Merhaba çok kıymetli Pazarola okuyucuları.
Bu hafta sizlerle çok özel bir kelimeyi ve kullanım alanlarını inceleyeceğiz. Bir bilimsel makaleye konu olmuş, Dede Korkut hikâyelerinde dahi kullanılmış bir kelime bu. Köken itibariyle o kadar eski. Tabiîben bunları bulduğumda çakı bulmuş şopar gibi sevindim yazıma bir sürü malzeme çıktı diye. Şimdi de bir güzel size satıyorum. Bereketini görün. Kelimemizin adı; “somak.” TDK’da yeri bile var. Aynen de şöyle geçiyor; “Hayvanlarda yüzün çıkıntılı ve az çok sivri olan ön bölümü.” Trakya’da eskiden bu kelime, sadece büyükbaş hayvanların burun kısmı anlatılırken kullanılırmış.
Bugün halk arasındaki kullanımı da buna yakın, yalnızca biraz mecaz karışmış biraz da argo.
Meselâ gıcık olduğun birinin muhabbetine salça olmasını anlatacaksındır; “illâ sokçak somağını muabetin ortasına” dersin.

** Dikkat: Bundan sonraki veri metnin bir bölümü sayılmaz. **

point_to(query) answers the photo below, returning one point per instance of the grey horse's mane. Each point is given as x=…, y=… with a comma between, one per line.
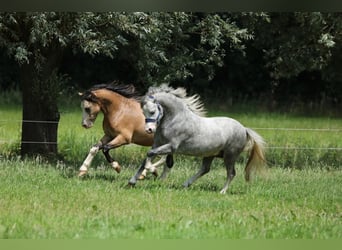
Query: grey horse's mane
x=193, y=102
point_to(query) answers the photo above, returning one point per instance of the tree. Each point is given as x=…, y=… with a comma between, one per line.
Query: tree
x=162, y=47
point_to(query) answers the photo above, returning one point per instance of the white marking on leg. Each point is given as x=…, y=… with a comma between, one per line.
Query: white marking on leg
x=89, y=158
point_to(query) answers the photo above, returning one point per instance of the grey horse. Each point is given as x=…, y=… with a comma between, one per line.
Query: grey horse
x=179, y=127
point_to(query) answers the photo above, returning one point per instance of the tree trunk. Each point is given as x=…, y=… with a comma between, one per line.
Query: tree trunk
x=40, y=111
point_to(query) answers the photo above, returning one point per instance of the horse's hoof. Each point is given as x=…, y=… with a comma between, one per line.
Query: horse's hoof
x=155, y=174
x=82, y=173
x=116, y=167
x=130, y=185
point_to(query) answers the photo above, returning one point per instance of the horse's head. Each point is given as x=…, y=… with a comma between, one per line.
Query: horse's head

Bir diğer kullanım şeklini anlatabilmem için ise, önce herkesin bildiği bazı deyimleri hatırlamamız gerekiyor… Burun bükmek, burun kıvırmak, surat asmak, surat ekşitmek, yüzü düşmek, yüzünü asmak. İşte biz bunların hepsini anlatırken tek bir şey söylüyoruz: “Şişirdi gene somaanı.” Yani adam dargındır, kırgındır, üzgündür, düşüncelidir hiç fark etmez, bize göre “şişirmiş somağını oturuyor”dur.

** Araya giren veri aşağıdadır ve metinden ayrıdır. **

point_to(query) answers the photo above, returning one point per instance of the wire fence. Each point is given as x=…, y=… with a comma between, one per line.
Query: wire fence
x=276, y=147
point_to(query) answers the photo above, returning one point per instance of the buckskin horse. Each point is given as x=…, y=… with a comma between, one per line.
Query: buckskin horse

Geçen hafta harften tasarruf yaptığımızdan bahsetmiştim ya işte sadece onunla kalmıyoruz, kelimeden, cümleden de tasarruf yapıyoruz. Yani şunu demek istiyorum kelimelerin kimyasını “bırkalamakta, bızıklamakta” (hadi bunlar da bu hafta ekstra olsun) ne kadar iyi olduğumuzu hiç tartışmaya bile açmıyorum.